CVE-2026-3059: Lmsys Sglang RCE Vulnerability

CVE-2026-3059 Overview

CVE-2026-3059 is an unauthenticated remote code execution vulnerability in the SGLang large language model serving framework maintained by LMSYS. The flaw resides in the multimodal generation module, where the ZeroMQ (ZMQ) broker deserializes incoming messages using Python's pickle.loads() without any authentication or integrity checks. Any attacker with network access to the ZMQ socket can submit a crafted pickle payload and execute arbitrary code in the context of the SGLang process. The vulnerability is tracked under [CWE-502: Deserialization of Untrusted Data].

Critical Impact
Unauthenticated attackers can achieve remote code execution on hosts running the SGLang multimodal generation service, compromising model serving infrastructure and any data accessible to the process.

Affected Products

LMSYS SGLang multimodal generation module (versions prior to v0.5.10)
Deployments exposing the SGLang scheduler ZMQ broker on reachable interfaces
Multimodal inference pipelines built on affected SGLang releases

Discovery Timeline

2026-03-12 - CVE-2026-3059 published to the National Vulnerability Database (NVD)
2026-04-07 - Last updated in NVD database

Technical Details for CVE-2026-3059

Vulnerability Analysis

SGLang is a serving framework for large language models and multimodal models. Its multimodal generation runtime uses a ZMQ-based scheduler to dispatch work between client and worker processes. The scheduler client component, implemented in python/sglang/multimodal_gen/runtime/scheduler_client.py, reads messages from a ZMQ socket and reconstructs Python objects with pickle.loads().

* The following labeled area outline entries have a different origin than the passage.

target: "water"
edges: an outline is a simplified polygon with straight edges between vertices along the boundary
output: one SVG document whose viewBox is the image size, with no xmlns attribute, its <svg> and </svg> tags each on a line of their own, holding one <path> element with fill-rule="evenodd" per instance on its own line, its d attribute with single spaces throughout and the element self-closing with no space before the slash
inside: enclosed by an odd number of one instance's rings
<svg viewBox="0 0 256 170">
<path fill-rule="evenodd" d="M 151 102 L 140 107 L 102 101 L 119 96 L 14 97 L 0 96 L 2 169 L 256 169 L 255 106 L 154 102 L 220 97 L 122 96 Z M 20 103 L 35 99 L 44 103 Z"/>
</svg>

Pickle is not a safe deserialization format. Any object reconstruction can invoke arbitrary callables through the __reduce__ protocol. Because the ZMQ broker accepts connections without authentication, message signing, or transport-level access control, anyone who can reach the listening socket controls what the server deserializes.

An attacker who reaches the broker can deliver a pickle payload whose __reduce__ method returns a tuple referencing os.system, subprocess.Popen, or any other callable. Deserialization triggers execution in the SGLang worker context, yielding code execution with the privileges of the serving process.

Root Cause

The root cause is unsafe use of pickle.loads() on data received from an untrusted network source. The ZMQ broker channel was treated as an internal trust boundary, but no binding restriction, authentication layer (such as CurveZMQ), or safer serialization format (such as JSON or protobuf) was enforced.

Attack Vector

Exploitation requires network reachability to the SGLang multimodal scheduler ZMQ endpoint. No user interaction or prior authentication is needed. The attacker crafts a malicious pickle object, transmits it through a ZMQ client connection, and the broker deserializes it on receipt. Deployments that bind the broker to 0.0.0.0 or expose it through container networking, Kubernetes services, or shared inference clusters are directly reachable. See the SGLang Security Advisory GHSA-3cp7-c6q2-94xr and the Orca Security RCE analysis for technical details.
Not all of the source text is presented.